26 Eylül 2012 Çarşamba

Düzceli Olmak

Düzce Merkez
81. güzide ilimiz , yaşadığı depremler ile Türkiye ile tanışan , İstanbul ile Ankara'nın tam ortasında bulunan ve iklimik olarak yeşiller ile bezendiğinden Yeşil Düzce olarak anılan mini mini bir kuş konmuştu kıvamındaki yaşama alanı olarak tanımlanabilir. Daha nice garip karakteristik özelliklere sahiptir bir bilseniz. (aslında bilmemeniz sizin için daha iyi , gerek yok yağni) 
                                                                  
Ne biliyim ; denizi kız , kızı deniz kokar demek isterdim ama ormanı fındık , kızı tütün kolonyası kokar. Belki fındık bahçelerinde aşk yapma eğilimi buradan gelir , o kadar popülerdir ki belki bir çoklarının temeli böyle bir tutku dolu organizasyonla atılmıştır. Tabi temel atma mevzusundan sonra ellerimizi göbeklerimizi falan tütün kolonyasıyla silerek ritüeli tamamlarız. Oh mis. 

Biraz ciddileşirsek...

72 millet , 72 farklı kafa ve 72 farklı mahalle. Her bir millet , her bir kafa ayrı bir mahallede yaşar. Mahellecilik hafif milliyetcilikle perçinlenmiştir ve "şşş , burası bizim mahalle moruk" edalarıyla asayiş mahallenin yengeç gençleri tarafından sürekli sağlanır. 
                                                                  
Ah söylemeden geçemiyeceğim sağ omuzdan sol omuza 30 derecelik bir açı mevcuttur yezit kardeşlerimde. Hafifte katılaşmıştır o kollar , esnemez pek ama sen gel onları mevzuda gör , et ve kandan bazuka! 

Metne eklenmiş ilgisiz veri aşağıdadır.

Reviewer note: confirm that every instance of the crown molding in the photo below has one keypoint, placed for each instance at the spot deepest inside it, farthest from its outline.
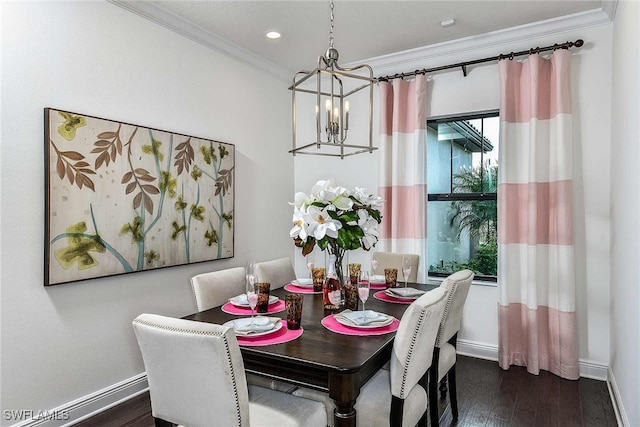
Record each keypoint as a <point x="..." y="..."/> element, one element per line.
<point x="155" y="13"/>
<point x="462" y="49"/>
<point x="609" y="7"/>
<point x="435" y="54"/>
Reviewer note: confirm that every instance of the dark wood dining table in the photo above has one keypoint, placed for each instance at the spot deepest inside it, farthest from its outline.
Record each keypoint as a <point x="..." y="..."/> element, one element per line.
<point x="321" y="359"/>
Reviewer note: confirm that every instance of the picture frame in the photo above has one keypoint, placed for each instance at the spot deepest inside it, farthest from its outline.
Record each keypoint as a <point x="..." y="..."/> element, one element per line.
<point x="123" y="198"/>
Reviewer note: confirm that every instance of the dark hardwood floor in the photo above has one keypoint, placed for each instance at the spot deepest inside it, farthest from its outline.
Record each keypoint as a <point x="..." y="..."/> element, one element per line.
<point x="487" y="396"/>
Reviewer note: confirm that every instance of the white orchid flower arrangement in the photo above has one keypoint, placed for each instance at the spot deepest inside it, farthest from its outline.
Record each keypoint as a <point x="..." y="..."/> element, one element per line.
<point x="335" y="218"/>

Düzce'nin kafası meşhurdur. Ama mecazi bir kafa değil , hakikaten kafası mevcuttur. O kafalar ki ne burunlar kırdı , ne alınlar yardı bir bilseniz. 

Efendim okuldan çok cami ve her caminin haklı bir kitlesi vardır. Son 10 senede ibadet edenlerin sayısı %300  , camide yer kapma kavgaları artmış ve Cuma namazlarında yola kadar taşan bazı cemaatin araba çarpması sonucu yaralandığı görülmüştür.

 Ak Parti'nin %75'lik bir destek aldığı , hemen peşinden %10'luk Saadet Partisi kesiminin bulunduğu ve geri kalanında diğer partiler tarafından ufak ufak doldurulduğu aşikardır. 4 kişiden 3'ünün yolu belliyken , kime oy verdin sorusu sorulduğunda kimsenin çoğunlukta yer almadığı yapılan bireysel anketlerle sabitlenmiştir. 

Çiftleşme çağına gelmiş erkeklerin sürekli skor peşinde koştuğu ve ortamlarda yaptıkları eylemleri ballandıra ballandıra anlattığı lakin ciddi bir ilişki yaşamak gereksimi duyduğunda (genellikle evlenmek ile eşdeğerdir) malum kızın geçmişi çok kötü falan filan diyerek kadınlara pis kaka muamelesi yaparak harıl harıl açılmamış paketten çikolata yemek için çabaladığı bilinen bir gerçektir.

Kadınların ise çiftleşme çağındaki erkeklerin malum emeli karşısında sosyolojik bir tranva içerisinde olduğu , yaşıyacağı en ufak bir seksüel mevzunun bütün erkekler tarafından bilineceği korkusuyla en doğal ihtiyaçlarını gideremeyip veya giderip ya ateşe ya tekrar ateşe balık gibi atlayıp bombalama pozisyonuna evrilerek ambale olması gayet normal karşılanır. 

Arkadaş gey herhalde. ahaha.
(Hal böyle olunca kadınlar ile birlikte olma hayali adı üzerinde hayal formunda güçünü korumaya devam eder. Çünki sokakta başka bir erkekle el ele dolaşmak bile kadının evlilik geleceğini mühim şekilde etkiler.)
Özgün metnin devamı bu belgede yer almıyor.